Elvis: My Best Man: Radio Days, Rock 'n' Roll Nights, and My Lifelong Friendship with Elvis Presley


George Klein - 2009
    But from the first time GK (as he was nicknamed by Elvis) heard this kid sing, he knew that Elvis Presley was someone extraordinary. During Elvis’s rise to fame and throughout the wild swirl of his remarkable life, Klein was a steady presence and one of Elvis’s closest and most loyal friends until his untimely death in 1977. In Elvis: My Best Man, a heartfelt, entertaining, and long-awaited contribution to our understanding of Elvis Presley and the early days of rock ’n’ roll, George Klein writes with great affection for the friend he knew—about who the King of Rock ’n’ Roll really was and how he acted when the stage lights were off.
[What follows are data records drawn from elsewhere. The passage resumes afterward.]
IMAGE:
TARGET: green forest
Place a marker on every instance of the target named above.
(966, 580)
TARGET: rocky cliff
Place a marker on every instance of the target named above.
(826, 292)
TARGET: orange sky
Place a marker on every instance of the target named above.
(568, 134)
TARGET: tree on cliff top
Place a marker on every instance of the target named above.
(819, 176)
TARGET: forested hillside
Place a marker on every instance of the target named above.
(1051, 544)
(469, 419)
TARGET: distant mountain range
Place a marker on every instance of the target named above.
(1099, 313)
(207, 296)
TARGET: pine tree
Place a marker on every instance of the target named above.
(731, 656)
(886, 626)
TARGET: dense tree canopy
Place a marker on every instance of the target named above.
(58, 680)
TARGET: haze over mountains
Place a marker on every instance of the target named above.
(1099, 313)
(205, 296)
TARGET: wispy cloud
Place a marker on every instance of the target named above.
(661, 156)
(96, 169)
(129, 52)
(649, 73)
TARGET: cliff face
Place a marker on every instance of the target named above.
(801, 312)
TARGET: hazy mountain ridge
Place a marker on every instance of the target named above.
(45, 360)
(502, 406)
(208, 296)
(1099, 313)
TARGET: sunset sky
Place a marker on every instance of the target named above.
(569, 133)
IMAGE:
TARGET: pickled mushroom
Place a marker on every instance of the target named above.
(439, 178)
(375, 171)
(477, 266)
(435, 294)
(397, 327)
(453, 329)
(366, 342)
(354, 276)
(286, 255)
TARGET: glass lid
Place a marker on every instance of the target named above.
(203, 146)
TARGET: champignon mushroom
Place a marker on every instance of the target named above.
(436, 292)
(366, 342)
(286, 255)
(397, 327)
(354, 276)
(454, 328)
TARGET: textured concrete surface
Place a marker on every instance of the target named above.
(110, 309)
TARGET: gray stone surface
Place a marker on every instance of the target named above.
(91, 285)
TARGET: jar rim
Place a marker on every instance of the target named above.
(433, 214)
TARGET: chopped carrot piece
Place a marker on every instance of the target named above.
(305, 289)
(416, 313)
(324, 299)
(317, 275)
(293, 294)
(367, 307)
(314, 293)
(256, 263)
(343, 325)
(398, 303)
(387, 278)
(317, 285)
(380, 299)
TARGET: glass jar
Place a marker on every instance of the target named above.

This fascinating chronicle of boundary-breaking and music-making through one of the most intriguing and dynamic stretches of American history overflows with insights and anecdotes from someone who was in the middle of it all. From the good times at Graceland to hanging out with Hollywood stars to butting heads with Elvis’s iron-handed manager, Colonel Tom Parker, to making sure that Elvis’s legacy is fittingly honored, GK was a true friend of the King and a trailblazer in the music industry in his own right.